Fitzpatrick’s donation will name new study space, create scholarship for local students
UBC Okanagan announced today that the great hall in its new Teaching and Learning Centre building will bear the name of distinguished entrepreneur and retired Canadian senator Hon. Ross Fitzpatrick.
Thanks to a donation of $1.25M by Fitzpatrick and his wife Linda, the Teaching and Learning Centre (TLC)—still under construction—will feature an expansive two-storey hall on the ground floor with about 6,400 square feet of flexible, multi-use space. Officially named the D. Ross Fitzpatrick Great Hall, Fitzpatrick hopes students, faculty and staff will refer to it simply as Fitz Hall.
“Fitz Hall will have an open feel and will create a positive, encouraging space right at the heart of campus to help UBC’s brightest minds gather, study and innovate,” says Fitzpatrick. “I remember having to study in the library stacks when I was a student at UBC so I’m very happy to be able to participate in bringing a much more collaborative and vibrant space to today’s generation.”
The TLC is a $35M addition to the north of the current library building, the most highly used library in the UBC system. Its completion will significantly address the critical need for flexible classrooms and laboratories that support dynamic and technology-enhanced programming, alleviate library overcrowding and respond to students’ strong expression of support.
Fitzpatrick credits a student-passed referendum in 2014 to partner with UBC in funding an expansion of the library through their student fees as the inspiration for his own donation.
“That UBC Okanagan students banded together to help pay for a better study and work space that wouldn’t be built until after most of them graduated is an incredible testament to the entrepreneurial spirit and generosity of this campus and this region,” he adds. “I felt it only right to reflect the same in my own contribution to the project.”
Fitzpatrick has deep roots in the Okanagan and a strong connection to UBC. Born to an agricultural family in Kelowna and raised in Oliver, BC, he completed his Commerce and Business Administration degree at UBC in 1958 and was awarded a UBC Honorary Doctorate in 2012 for his work and contributions to the community.
“When I started studying at UBC in Vancouver, I was one of just 5,000 students,” says Fitzpatrick. “The university has grown tremendously since then and, as an early supporter of its Okanagan campus, I’m thrilled to help expand resources for students right here at home.”
Fitzpatrick began his career when he was appointed research director for the Royal Commission into the Tree Fruit Industry of British Columbia and worked in the industry until he pursued post-graduate studies at the University of Maryland and Columbia University. He later embarked on a journey as a successful entrepreneur, founding businesses in the aerospace, oil and gas, and mining industries across North America.

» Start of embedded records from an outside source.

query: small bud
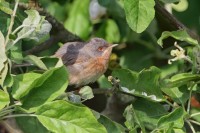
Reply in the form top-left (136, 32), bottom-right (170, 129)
top-left (108, 76), bottom-right (113, 82)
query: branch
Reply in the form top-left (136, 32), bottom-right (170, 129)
top-left (5, 0), bottom-right (19, 46)
top-left (18, 3), bottom-right (82, 55)
top-left (155, 0), bottom-right (200, 42)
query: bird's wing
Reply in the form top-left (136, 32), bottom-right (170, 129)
top-left (55, 42), bottom-right (91, 66)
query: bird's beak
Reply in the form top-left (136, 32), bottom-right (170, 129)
top-left (108, 44), bottom-right (118, 48)
top-left (102, 44), bottom-right (118, 59)
top-left (103, 44), bottom-right (118, 56)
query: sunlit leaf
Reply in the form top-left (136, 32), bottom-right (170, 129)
top-left (21, 66), bottom-right (68, 112)
top-left (12, 66), bottom-right (68, 112)
top-left (124, 0), bottom-right (155, 33)
top-left (28, 17), bottom-right (52, 42)
top-left (157, 107), bottom-right (186, 128)
top-left (64, 0), bottom-right (91, 39)
top-left (12, 10), bottom-right (52, 46)
top-left (79, 86), bottom-right (94, 100)
top-left (124, 99), bottom-right (168, 131)
top-left (157, 30), bottom-right (198, 47)
top-left (10, 42), bottom-right (23, 64)
top-left (0, 89), bottom-right (9, 110)
top-left (0, 0), bottom-right (13, 15)
top-left (0, 31), bottom-right (8, 86)
top-left (12, 72), bottom-right (42, 100)
top-left (162, 73), bottom-right (200, 88)
top-left (95, 19), bottom-right (120, 43)
top-left (25, 55), bottom-right (48, 70)
top-left (162, 86), bottom-right (189, 105)
top-left (112, 66), bottom-right (164, 101)
top-left (36, 100), bottom-right (107, 133)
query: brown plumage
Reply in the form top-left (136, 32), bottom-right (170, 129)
top-left (55, 38), bottom-right (117, 87)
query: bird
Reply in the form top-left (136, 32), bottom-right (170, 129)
top-left (54, 38), bottom-right (118, 87)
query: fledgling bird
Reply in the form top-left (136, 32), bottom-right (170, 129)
top-left (55, 38), bottom-right (118, 87)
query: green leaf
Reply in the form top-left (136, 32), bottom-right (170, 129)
top-left (162, 73), bottom-right (200, 88)
top-left (25, 55), bottom-right (48, 70)
top-left (10, 42), bottom-right (23, 64)
top-left (95, 19), bottom-right (120, 43)
top-left (21, 66), bottom-right (68, 112)
top-left (64, 0), bottom-right (91, 39)
top-left (190, 47), bottom-right (200, 73)
top-left (0, 0), bottom-right (13, 15)
top-left (162, 86), bottom-right (190, 105)
top-left (157, 107), bottom-right (186, 128)
top-left (98, 0), bottom-right (129, 39)
top-left (36, 100), bottom-right (107, 133)
top-left (22, 10), bottom-right (41, 26)
top-left (17, 10), bottom-right (41, 40)
top-left (157, 30), bottom-right (198, 47)
top-left (190, 108), bottom-right (200, 122)
top-left (3, 60), bottom-right (13, 87)
top-left (112, 66), bottom-right (164, 101)
top-left (79, 86), bottom-right (94, 100)
top-left (41, 57), bottom-right (63, 69)
top-left (98, 115), bottom-right (126, 133)
top-left (124, 104), bottom-right (137, 132)
top-left (3, 74), bottom-right (13, 88)
top-left (0, 12), bottom-right (10, 36)
top-left (124, 0), bottom-right (155, 33)
top-left (172, 128), bottom-right (186, 133)
top-left (15, 116), bottom-right (49, 133)
top-left (12, 72), bottom-right (42, 100)
top-left (14, 10), bottom-right (51, 46)
top-left (0, 62), bottom-right (9, 87)
top-left (124, 99), bottom-right (168, 131)
top-left (136, 66), bottom-right (163, 99)
top-left (0, 89), bottom-right (9, 110)
top-left (97, 75), bottom-right (112, 89)
top-left (112, 68), bottom-right (138, 90)
top-left (0, 31), bottom-right (8, 87)
top-left (28, 16), bottom-right (52, 42)
top-left (0, 31), bottom-right (7, 72)
top-left (12, 66), bottom-right (68, 112)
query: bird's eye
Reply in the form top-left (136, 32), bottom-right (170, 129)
top-left (98, 46), bottom-right (104, 51)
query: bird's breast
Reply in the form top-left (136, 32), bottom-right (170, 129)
top-left (68, 57), bottom-right (109, 87)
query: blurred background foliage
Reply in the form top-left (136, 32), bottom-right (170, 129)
top-left (1, 0), bottom-right (199, 94)
top-left (36, 0), bottom-right (199, 70)
top-left (2, 0), bottom-right (199, 71)
top-left (0, 0), bottom-right (200, 132)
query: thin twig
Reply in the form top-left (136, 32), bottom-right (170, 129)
top-left (186, 120), bottom-right (196, 133)
top-left (1, 114), bottom-right (36, 120)
top-left (187, 83), bottom-right (196, 113)
top-left (191, 112), bottom-right (200, 118)
top-left (0, 109), bottom-right (15, 117)
top-left (12, 63), bottom-right (34, 68)
top-left (1, 104), bottom-right (18, 112)
top-left (5, 0), bottom-right (19, 46)
top-left (165, 100), bottom-right (175, 108)
top-left (189, 120), bottom-right (200, 127)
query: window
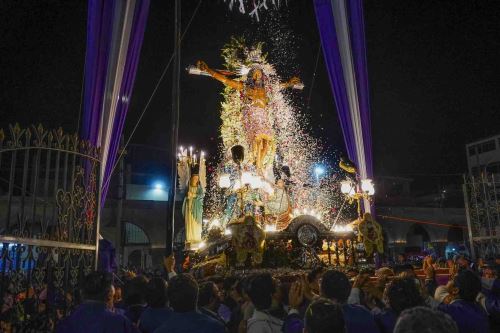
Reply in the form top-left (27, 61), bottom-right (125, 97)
top-left (486, 162), bottom-right (500, 174)
top-left (468, 140), bottom-right (497, 156)
top-left (481, 140), bottom-right (496, 153)
top-left (124, 222), bottom-right (150, 245)
top-left (468, 146), bottom-right (477, 156)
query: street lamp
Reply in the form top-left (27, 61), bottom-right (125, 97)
top-left (339, 177), bottom-right (375, 218)
top-left (153, 181), bottom-right (165, 190)
top-left (340, 180), bottom-right (355, 195)
top-left (361, 179), bottom-right (375, 195)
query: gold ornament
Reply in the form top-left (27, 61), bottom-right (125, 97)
top-left (357, 213), bottom-right (384, 256)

In the 1980s, he returned to the Okanagan to promote value-added agriculture, founding Cedar Creek Estate Winery and pioneering the planting of vinifera grapes in the region for the production of high-quality wine. He served in the Senate of Canada, representing Okanagan-Similkameen from 1998 to 2008 and in 2009 he was awarded the Order of BC.
“This incredibly generous gift is further evidence of Ross and Linda’s devotion to this community. It will transform our campus and provide much-needed study and collaboration space,” says UBC Deputy-Vice Chancellor and Principal of the Okanagan campus Deborah Buszard. “The Fitzpatrick family’s impact in this region is already immense and this gift will inspire and support future generations of UBC students. Fitz Hall is the perfect embodiment of their legacy in the Okanagan.”
Included in Fitzpatrick’s donation is an additional $250,000 to create the Ross and Linda Fitzpatrick Centennial Scholars Endowment fund. Awards from this endowment will support incoming students who demonstrate academic excellence, leadership and financial need. Special emphasis will be placed on students from the South Okanagan and, through the UBC Blue and Gold Campaign for Students, the Fitzpatricks’ gift to the endowment will be matched by the university.
“I was able to get my education thanks to bursaries and scholarships like the one we’re creating today,” says Fitzpatrick. “I can’t think of a more fulfilling pursuit than to offer the opportunity of a university education to those who may otherwise not have the financial means.”